I started with this image:
This, or a variant of this, was drawn by Stephane Mallarme in roughly 1880.
I isolated her, and reduced the complexity of the lines. I removed a great deal of shading. My recent experiments with creating images for “unseen work,” as I shall call it, have shown that sticking to just a few bold lines and broad planes of colors (no more than three) make for images that are easy to memorize and that have better staying power on the etheric plane. The blue and white are meant to be reminiscent of the sky. The torches, which will be held in a similar way by all of the figures which I will create, will link them. The pose is identical, showing that this is one Hekate with three faces, rather than three separate Hekates.

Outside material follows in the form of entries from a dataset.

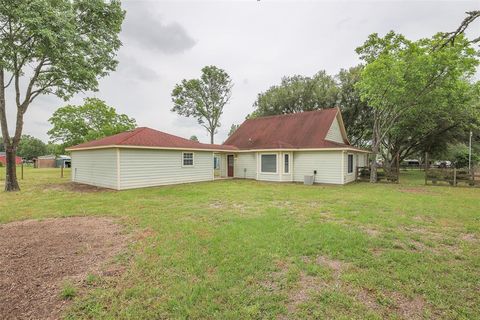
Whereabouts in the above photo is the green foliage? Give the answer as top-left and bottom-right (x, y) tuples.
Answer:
(356, 31), (480, 180)
(17, 135), (48, 160)
(253, 71), (338, 116)
(0, 0), (124, 103)
(248, 66), (372, 146)
(0, 0), (125, 191)
(47, 142), (66, 156)
(48, 98), (136, 147)
(172, 66), (233, 143)
(228, 123), (240, 137)
(444, 144), (480, 168)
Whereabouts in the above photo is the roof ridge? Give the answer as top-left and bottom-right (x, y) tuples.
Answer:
(245, 107), (338, 121)
(118, 127), (147, 144)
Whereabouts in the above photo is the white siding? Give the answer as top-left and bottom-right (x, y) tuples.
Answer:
(325, 118), (344, 143)
(293, 151), (343, 184)
(343, 152), (358, 183)
(120, 149), (213, 189)
(72, 148), (118, 189)
(220, 153), (227, 177)
(344, 152), (367, 183)
(233, 152), (257, 179)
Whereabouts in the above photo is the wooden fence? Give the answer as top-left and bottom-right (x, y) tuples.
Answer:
(425, 168), (480, 187)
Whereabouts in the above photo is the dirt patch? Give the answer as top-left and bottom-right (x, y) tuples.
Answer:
(0, 217), (127, 319)
(42, 182), (115, 193)
(399, 188), (438, 195)
(268, 256), (429, 319)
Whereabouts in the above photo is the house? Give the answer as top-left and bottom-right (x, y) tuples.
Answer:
(67, 108), (368, 190)
(33, 155), (71, 168)
(0, 152), (23, 166)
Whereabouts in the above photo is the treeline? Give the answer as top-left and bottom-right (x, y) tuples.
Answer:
(249, 32), (480, 179)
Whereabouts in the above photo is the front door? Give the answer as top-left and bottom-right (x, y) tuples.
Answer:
(227, 154), (233, 177)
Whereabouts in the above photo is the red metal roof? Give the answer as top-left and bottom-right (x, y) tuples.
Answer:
(67, 127), (236, 150)
(225, 108), (352, 150)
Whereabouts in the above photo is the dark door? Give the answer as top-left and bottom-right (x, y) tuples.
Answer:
(227, 154), (233, 177)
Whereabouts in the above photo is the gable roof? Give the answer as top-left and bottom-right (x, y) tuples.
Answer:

For the dog, it was important to me to create an image that reflected what dogs looked like in ancient Greece.
This Apulian red-figure rhyton is from a Greek colony in what is today southern Italy, ca. 350-300 B.C. This begins to give us an idea of what the ancient greek dog might have looked like. I suspect, however, that the ears may have been reduced in size for practicality’s sake.
I think this is the same dog. The statue is a part of the Vatican Museum. The ears are much bigger.
This dog struck me as a reasonable facsimile. It is called a “Pharaoh” dog.
Here she is, in green. It occurs to me that I left the feet white. The image needs to be cleaned up anyhow. I’m fairly satisfied with the overall look.
I decided to go for the cow, rather than the goat.
I tried to pick what I deemed a very pretty, feminine looking cow. This is mainly because the myths which helped me to understand the meaning of the cow to the ancient Greek were Women-Who-Became-Cows.
This picture, and others like it from vases depicting Io, as pointed out by a fellow blogger, and general Hekate person, shows the female cow with horns.
Ultimately, very little of the original cow’s prettiness came across, but I’m fairly satisfied with the overall impression she gives. I may choose to increase the size of the horns, later.